04/05/2014 07:55:52 - Error bptm(pid=28359) image copy failed: error 2060057: OpenStorage Proxy Plugin Error    
04/05/2014 07:55:52 - Error bptm(pid=28359) cannot set media state 2: retval = 2060057     
04/05/2014 07:55:52 - Critical bptm(pid=28359) sts_get_image_prop failed: error 2060057: OpenStorage Proxy Plugin Error     
04/05/2014 07:55:52 - Critical bptm(pid=28359) sts_close_handle failed: 2060057 OpenStorage Proxy Plugin Error      
04/05/2014 07:55:52 - Error bptm(pid=28359) Could not set last backup info to client 2060057    
04/05/2014 07:55:52 - Critical bptm(pid=28359) sts_get_image_prop failed: error 2060057: OpenStorage Proxy Plugin Error     
04/05/2014 07:55:52 - Critical bptm(pid=28359) sts_close_handle failed: 2060057 OpenStorage Proxy Plugin Error      
04/05/2014 07:55:52 - Critical bptm(pid=28359) cannot write image to disk, media close failed with status 2060057 OpenStorage Proxy Plugin Error
04/05/2014 07:55:52 - Critical bptm(pid=28359) sts_get_server_prop failed: error 2060057 OpenStorage Proxy Plugin Error     
04/05/2014 07:55:52 - Critical bptm(pid=28359) sts_get_server_prop failed: error 2060057 OpenStorage Proxy Plugin Error     
04/05/2014 07:55:59 - Info bptm(pid=28359) EXITING with status 14 <----------        
04/05/2014 07:57:01 - Error bpbrm(pid=27983) [ERROR][proxy_open_server_v7]CORBA::SystemException is caught in proxy_open_server_v7, minor = 1330446338, status = 1, info = system exception, ID 'IDL:omg.org/CORBA/TRANSIENT:1.0'.OMG minor code (2), described as '*unknown description*', completed = NO
04/05/2014 07:57:01 - Error bpbrm(pid=27983) libsts opensvh() 14/05/04 07:57:01: v11_open_server failed in plugin /usr/openv/lib/libstspinbostpxy.so err 2060057  
04/05/2014 07:57:01 - Error bpbrm(pid=27983) sts_open_server failed: error 2060057         
04/05/2014 07:58:00 - Error bpbrm(pid=27983) [ERROR][proxy_open_server_v7]CORBA::SystemException is caught in proxy_open_server_v7, minor = 1330446338, status = 1, info = system exception, ID 'IDL:omg.org/CORBA/TRANSIENT:1.0'.OMG minor code (2), described as '*unknown description*', completed = NO
04/05/2014 07:58:00 - Error bpbrm(pid=27983) libsts opensvh() 14/05/04 07:58:00: v11_open_server failed in plugin /usr/openv/lib/libstspinbostpxy.so err 2060057  
04/05/2014 07:58:00 - Error bpbrm(pid=27983) sts_open_server failed: error 2060057         
04/05/2014 07:58:01 - Info bpbkar(pid=5380) done. status: 14: file write failed       
04/05/2014 07:58:01 - end writing; write time: 14:50:23
file write failed(14)

We are getting nothing logged to the nbostpxy logs file. Is there something I need to enable to collect data here.
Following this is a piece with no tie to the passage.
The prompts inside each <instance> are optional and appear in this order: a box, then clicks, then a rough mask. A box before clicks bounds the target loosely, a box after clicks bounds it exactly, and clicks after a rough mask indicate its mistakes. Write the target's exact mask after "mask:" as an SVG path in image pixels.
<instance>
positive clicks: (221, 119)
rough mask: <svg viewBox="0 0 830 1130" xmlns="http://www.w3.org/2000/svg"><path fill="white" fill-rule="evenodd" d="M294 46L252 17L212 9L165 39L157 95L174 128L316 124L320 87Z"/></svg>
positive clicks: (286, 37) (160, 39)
Could this be a corrupt track log file on the client ?

We have run a DIFF since and this has worked - again very slow / low kb/s

Any advice would be greatly appreciated.

Paul

Mark_Solutions
Level 6
Partner Accredited Certified

This drops the connection after 45 minutes (2700 seconds) - tends to look like a timeout somewhere during the filke system scan - without using the Journal it seems to be just taking a long time to scan the system ready for the backup

The pd.conf on the client has the setting to enable logs but they can get VERY large!